We were surprised at the heavy snowfall that covered the country with up to 60 centimeters of snow, which has not happened in years, there was the next surprise due to the very low temperatures on Sunday morning: hoar frost on the trees.
First discovered in the garden, our "urge to explore the nature" was awakened to get closer to this wonderful experience of nature, and sunshine was also the order of the day so we quickly prepared ourselves and off we go.
Hoar frost is something like a solid precipitate that can form from supercooled water droplets from light fog or directly from the water vapor contained in the air by resublimation.
This requires a very high relative humidity of over 90% and an air temperature of below −8 ° C, which we almost doubled last night.
The resulting heat is transferred to the surrounding air by convection, so wind increases the formation of hoarfrost.
The wind must not be too strong either, otherwise it would destroy the sensitive crystal structures that form on twigs and branches.
Especially against the direction of the wind, needle-shaped ice crystals in the form of six-pointed dendrites are created, which can reach a considerable size and bizarre shapes and usually only grow slowly.
Hoar frost consequently grows against the wind, as the air arriving on the windward side has a higher degree of humidity than on the leeward side.
Rime arises comparatively rarely and is often confused with frost or rough ice, for which it represents a kind of intermediate stage.

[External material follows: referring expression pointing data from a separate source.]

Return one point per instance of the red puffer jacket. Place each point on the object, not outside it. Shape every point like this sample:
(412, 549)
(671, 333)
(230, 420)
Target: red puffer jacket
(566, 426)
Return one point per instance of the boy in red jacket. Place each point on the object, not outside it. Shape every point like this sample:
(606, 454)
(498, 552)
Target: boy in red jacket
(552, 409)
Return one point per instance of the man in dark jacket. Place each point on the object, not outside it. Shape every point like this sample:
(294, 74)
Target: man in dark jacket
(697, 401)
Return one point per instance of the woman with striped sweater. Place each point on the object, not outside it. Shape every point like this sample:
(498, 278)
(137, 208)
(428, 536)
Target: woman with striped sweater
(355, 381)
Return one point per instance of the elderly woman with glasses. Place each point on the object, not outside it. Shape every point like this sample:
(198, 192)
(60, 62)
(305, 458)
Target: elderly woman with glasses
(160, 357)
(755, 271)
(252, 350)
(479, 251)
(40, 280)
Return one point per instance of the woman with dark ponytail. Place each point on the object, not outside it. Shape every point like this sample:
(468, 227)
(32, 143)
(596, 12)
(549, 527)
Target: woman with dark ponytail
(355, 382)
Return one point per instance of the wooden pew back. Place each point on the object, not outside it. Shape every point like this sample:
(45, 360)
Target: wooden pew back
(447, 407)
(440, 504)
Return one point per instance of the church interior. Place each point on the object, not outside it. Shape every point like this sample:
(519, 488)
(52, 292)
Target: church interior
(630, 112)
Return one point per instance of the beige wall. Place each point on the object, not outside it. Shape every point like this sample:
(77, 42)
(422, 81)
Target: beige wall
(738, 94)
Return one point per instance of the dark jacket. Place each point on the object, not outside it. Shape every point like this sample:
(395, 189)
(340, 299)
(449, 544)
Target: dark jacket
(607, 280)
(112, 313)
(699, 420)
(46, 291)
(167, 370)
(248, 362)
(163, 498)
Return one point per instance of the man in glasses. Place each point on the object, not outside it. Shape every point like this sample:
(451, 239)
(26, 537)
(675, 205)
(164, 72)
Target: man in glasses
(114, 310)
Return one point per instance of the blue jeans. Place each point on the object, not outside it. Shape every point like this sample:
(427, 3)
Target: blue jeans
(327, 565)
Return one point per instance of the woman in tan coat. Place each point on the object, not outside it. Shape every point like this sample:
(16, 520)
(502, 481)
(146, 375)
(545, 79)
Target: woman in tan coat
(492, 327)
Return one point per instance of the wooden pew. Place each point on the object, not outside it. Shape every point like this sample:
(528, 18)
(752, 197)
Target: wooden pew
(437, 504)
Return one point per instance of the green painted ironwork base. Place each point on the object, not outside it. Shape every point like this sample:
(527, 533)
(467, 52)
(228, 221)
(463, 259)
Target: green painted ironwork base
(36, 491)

The ice flowers are also a special form of hoarfrost.
The discoverer of hypothermia is Israel Conradi (1634–1715), a doctor of medicine and well-known naturalist in Gdansk. In 1677 he reported on a large number of experiments on cold, in which he also discovered hypothermia.
Daniel Gabriel Fahrenheit described in 1724 that he could cool boiled water in still vessels about four degrees below freezing point without it solidifying.

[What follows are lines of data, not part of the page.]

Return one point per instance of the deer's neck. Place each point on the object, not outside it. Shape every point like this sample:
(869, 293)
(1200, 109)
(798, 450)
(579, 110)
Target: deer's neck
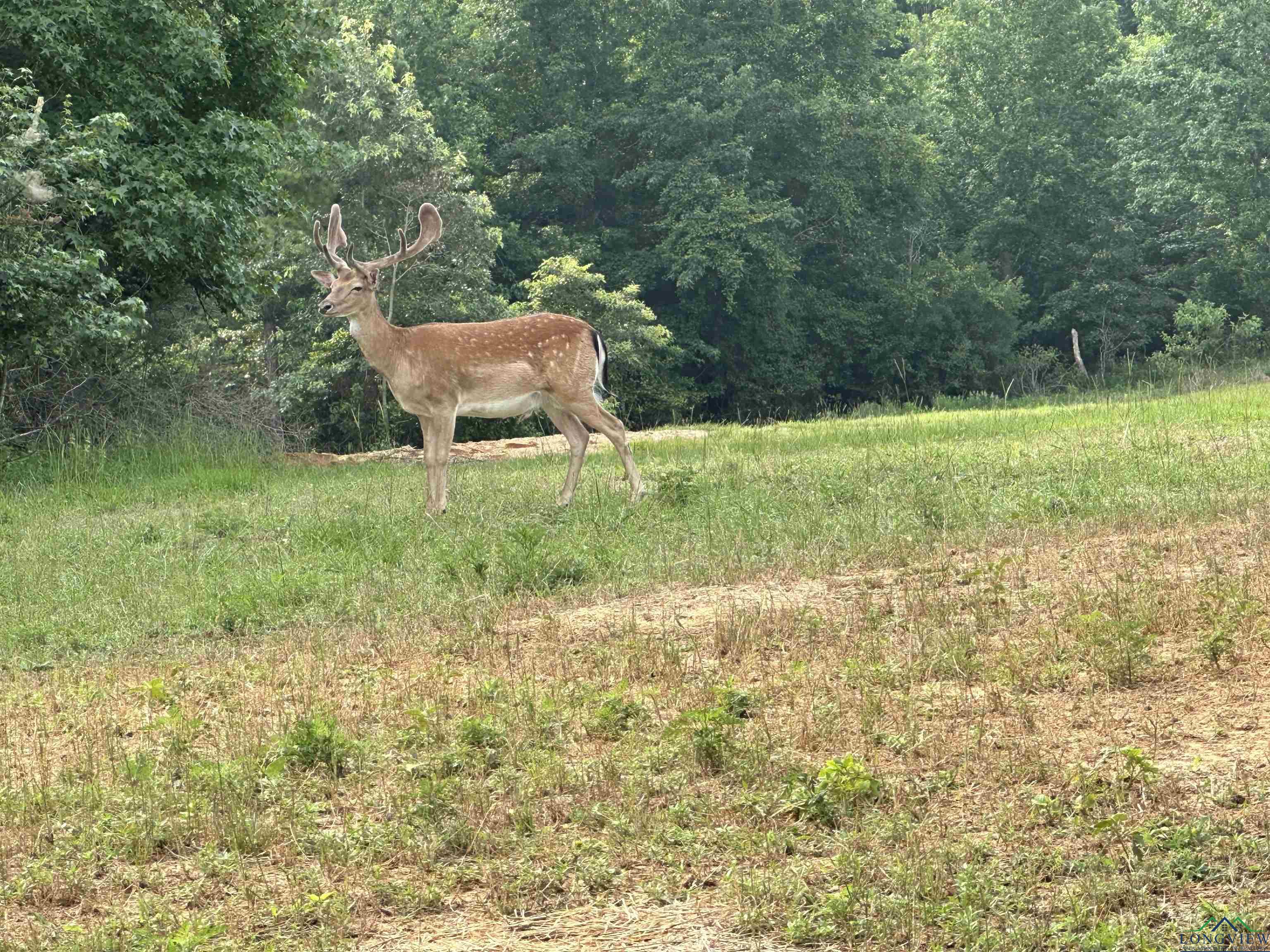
(380, 340)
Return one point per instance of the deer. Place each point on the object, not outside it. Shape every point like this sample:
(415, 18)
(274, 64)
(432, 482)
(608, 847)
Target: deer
(493, 370)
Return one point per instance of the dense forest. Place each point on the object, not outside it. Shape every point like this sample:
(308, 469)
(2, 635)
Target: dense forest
(768, 206)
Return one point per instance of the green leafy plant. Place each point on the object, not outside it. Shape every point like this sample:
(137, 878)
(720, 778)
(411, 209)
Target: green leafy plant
(318, 742)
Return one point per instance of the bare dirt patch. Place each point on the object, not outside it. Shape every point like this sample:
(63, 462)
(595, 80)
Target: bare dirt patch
(488, 450)
(1196, 718)
(677, 927)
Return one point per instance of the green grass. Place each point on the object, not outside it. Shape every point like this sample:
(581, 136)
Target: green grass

In the event of vibrations, however, there was sudden partial freezing, with the water penetrating with ice needles.
Charles Blagden described his research on the freezing delay of water in 1788 and found that purer water tends to be more hypothermic.
Scientists looked into the phenomenon very early on, but we just wanted to take some nice photos. The biting cold also quickly made for a return to the warmth.